Omnidirectional image quality assessment (OIQA) has been one of the hot topics in IQA with the continuous development of VR techniques, and achieved much success in the past few years. However, most studies devote themselves to the uniform distortion issue, i.e., all regions of an omnidirectional image are perturbed by the ``same amount'' of noise, while ignoring the non-uniform distortion issue, i.e., partial regions undergo ``different amount'' of perturbation with the other regions in the same omnidirectional image. Additionally, nearly all OIQA models are verified on the platforms containing a limited number of samples, which largely increases the over-fitting risk and therefore impedes the development of OIQA. To alleviate these issues, we elaborately explore this topic from both subjective and objective perspectives. Specifically, we construct a large OIQA database containing 10,320 non-uniformly distorted omnidirectional images, each of which is generated by considering quality impairments on one or two camera len(s). Then we meticulously conduct psychophysical experiments and delve into the influence of both holistic and individual factors (i.e., distortion range and viewing condition) on omnidirectional image quality. Furthermore, we propose a perception-guided OIQA model for non-uniform distortion by adaptively simulating users' viewing behavior. Experimental results demonstrate that the proposed model outperforms state-of-the-art methods. The source code is available at https://github.com/RJL2000/OIQAND.
Paper Structure (32 sections, 14 equations, 7 figures, 5 tables)

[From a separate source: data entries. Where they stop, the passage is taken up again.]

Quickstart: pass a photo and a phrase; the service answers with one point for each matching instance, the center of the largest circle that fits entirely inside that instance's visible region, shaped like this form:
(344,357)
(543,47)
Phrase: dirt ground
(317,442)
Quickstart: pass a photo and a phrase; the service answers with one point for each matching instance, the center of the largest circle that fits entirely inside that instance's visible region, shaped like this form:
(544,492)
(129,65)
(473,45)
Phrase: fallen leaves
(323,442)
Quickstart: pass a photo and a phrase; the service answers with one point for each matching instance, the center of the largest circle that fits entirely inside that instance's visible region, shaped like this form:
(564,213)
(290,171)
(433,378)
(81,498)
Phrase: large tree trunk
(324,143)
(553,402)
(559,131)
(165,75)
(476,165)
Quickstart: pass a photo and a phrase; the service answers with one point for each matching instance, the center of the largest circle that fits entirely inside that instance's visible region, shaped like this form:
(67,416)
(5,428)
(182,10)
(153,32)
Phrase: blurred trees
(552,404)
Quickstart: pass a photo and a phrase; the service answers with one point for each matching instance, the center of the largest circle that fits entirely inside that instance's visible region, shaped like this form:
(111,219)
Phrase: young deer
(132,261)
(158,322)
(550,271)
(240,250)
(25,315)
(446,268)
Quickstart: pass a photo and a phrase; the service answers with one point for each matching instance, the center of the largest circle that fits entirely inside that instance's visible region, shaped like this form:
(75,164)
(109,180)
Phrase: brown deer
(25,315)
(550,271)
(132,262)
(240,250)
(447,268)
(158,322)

This paper contains 32 sections, 14 equations, 7 figures, 5 tables.

Figures (7)

  • Figure 1: A visual example of how users explore omnidirectional images.
  • Figure 2: Thumbnails of reference OIs in the proposed JUFE-10K database.
  • Figure 3: The scatter diagram of spatial information (SI) and colorfulness (CF) of six OIQA databases.
  • Figure 4: Visual examples of non-uniform distortion. Zoom-in for better view.
  • Figure 5: The statistic distributions of the quality of OIs from different perspectives.